By Holly B. Morris
Several years ago, my husband was almost pickpocketed on the Metro in Paris. Almost. Since then he has bragged about the incident on numerous occasions. Any woman can imagine it. It turns into a fish tale. Before you know it, he’s a swashbuckling defender of the honor and wallets of all the people on the train, including helpless women and children.
The truth is, he just got lucky. He managed to catch the guy sliding a skilled hand into the buttoned side-pocket of his cargo shorts. The train was crowded, there was shouting, and before I knew it, we stood breathlessly thankful on the train platform. The culprit was long gone, but the story of how my husband thwarted this would-be thief lived on.
Recently, we returned to Europe and my husband proudly packed his cargo shorts, recalling the story of his near miss in Paris. While I hoped he was right, I was a little skeptical. After all, it’s just a button between us and the loss of everything keeping us afloat on a long journey through another continent.
“Watch your wallets,” the hotel owner in Barcelona warned us. My husband smugly patted his cargo shorts pocket acting as his vault. “These men are artists,” the hotel owner implored. “Closed pockets are nothing to them.”
As you can surely guess, my husband’s wallet was stolen for real on the Metro in Barcelona. When the doors opened in the station, the thief merely brushed up against him and took off. It happened in an instant.
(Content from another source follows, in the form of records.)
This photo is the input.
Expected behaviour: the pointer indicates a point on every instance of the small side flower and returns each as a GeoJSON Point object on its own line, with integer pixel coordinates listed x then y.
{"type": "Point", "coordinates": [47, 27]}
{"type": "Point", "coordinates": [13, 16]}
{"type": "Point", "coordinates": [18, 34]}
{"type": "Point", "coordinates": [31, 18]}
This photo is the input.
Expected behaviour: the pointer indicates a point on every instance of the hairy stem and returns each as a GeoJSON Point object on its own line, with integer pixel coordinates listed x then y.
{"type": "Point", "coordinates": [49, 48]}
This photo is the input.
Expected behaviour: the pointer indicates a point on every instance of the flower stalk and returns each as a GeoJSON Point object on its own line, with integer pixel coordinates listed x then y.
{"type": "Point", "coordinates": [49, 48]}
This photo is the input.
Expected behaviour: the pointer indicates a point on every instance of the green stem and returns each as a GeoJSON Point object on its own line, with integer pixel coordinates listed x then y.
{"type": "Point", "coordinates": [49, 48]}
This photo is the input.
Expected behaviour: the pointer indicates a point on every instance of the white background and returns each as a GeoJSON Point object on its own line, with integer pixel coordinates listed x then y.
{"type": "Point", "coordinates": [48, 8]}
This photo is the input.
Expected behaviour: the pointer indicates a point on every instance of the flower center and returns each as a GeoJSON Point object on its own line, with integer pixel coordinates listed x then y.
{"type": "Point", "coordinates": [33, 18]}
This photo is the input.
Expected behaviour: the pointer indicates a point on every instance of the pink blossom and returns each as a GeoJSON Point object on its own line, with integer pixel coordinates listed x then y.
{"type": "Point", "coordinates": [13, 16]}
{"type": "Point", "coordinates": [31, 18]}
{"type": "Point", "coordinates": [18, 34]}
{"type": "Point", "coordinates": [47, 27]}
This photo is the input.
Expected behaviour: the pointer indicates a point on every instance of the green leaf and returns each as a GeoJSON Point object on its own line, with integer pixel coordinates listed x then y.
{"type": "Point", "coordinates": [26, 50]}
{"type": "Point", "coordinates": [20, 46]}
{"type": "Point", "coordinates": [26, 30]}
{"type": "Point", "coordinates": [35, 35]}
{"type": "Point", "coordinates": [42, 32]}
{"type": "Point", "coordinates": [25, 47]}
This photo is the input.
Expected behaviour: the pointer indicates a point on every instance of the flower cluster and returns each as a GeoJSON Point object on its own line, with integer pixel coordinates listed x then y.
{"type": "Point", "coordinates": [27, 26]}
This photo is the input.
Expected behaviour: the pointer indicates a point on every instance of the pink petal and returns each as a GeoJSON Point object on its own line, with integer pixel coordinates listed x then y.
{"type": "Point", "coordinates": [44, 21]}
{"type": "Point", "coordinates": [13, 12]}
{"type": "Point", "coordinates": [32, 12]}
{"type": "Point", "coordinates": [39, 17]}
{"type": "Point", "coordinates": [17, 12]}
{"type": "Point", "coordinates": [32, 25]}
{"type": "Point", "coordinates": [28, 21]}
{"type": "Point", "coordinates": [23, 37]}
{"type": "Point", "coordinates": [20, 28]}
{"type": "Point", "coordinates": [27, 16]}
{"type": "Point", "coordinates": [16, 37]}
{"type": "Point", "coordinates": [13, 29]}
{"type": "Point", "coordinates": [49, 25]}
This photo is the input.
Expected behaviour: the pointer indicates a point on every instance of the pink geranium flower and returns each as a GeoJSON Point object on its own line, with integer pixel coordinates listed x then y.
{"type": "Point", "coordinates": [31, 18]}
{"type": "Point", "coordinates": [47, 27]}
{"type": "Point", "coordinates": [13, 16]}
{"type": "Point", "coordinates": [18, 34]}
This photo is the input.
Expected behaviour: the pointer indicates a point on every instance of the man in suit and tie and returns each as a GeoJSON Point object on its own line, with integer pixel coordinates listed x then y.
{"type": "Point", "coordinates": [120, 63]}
Apparently, pickpocketing is common in Europe. When we told a police officer in the train station about our trauma, he merely shrugged. Probably how an officer in the U.S. might respond to a reported jaywalking.
We spent the rest of that day canceling credit cards — no easy task with no credit card or phone numbers to go by. On top of that, he had not bothered to empty his wallet of other non-essential items such as his driver’s license, voter registration card, Costco membership, various gift cards, and even priceless family photos.
The good news, our hotel friend informed us, is that most of the thieves are only after the cash. Our thief managed to get away with five euros. The joke was on him. I’m sure he cursed us as he threw the wallet with all its cards, IDs, and treasured photos into the nearest trash can.
Let vacation stories be full of adventures, not misadventures, by following these tips:
1. Keep wallets and valuables close — preferably in a money belt or an inside pocket that zips or buttons. Don’t carry a phone in your easily accessible back pocket. Don’t let purses and bags dangle.
2. Empty wallets of non-essential items before leaving on vacation. It’s easier to cancel and account for lost items if there are only one or two cards and not a lifetime’s worth of wallet build-up. Don’t carry your passport unless necessary.
3. Don’t carry all your cash at once. Leave some in the hotel room safe.
4. Keep a list of credit card account and phone numbers somewhere safe — not on you.
5. Have an auxiliary credit card. We were lucky I had a separate credit card to use for the rest of the vacation.
Our banks cheerfully informed us new cards would be sent to our home address and would more than likely be there upon our return. Not helpful for the next two weeks in Europe. A bank abroad could probably have issued a replacement, but this would have eaten up more precious vacation time.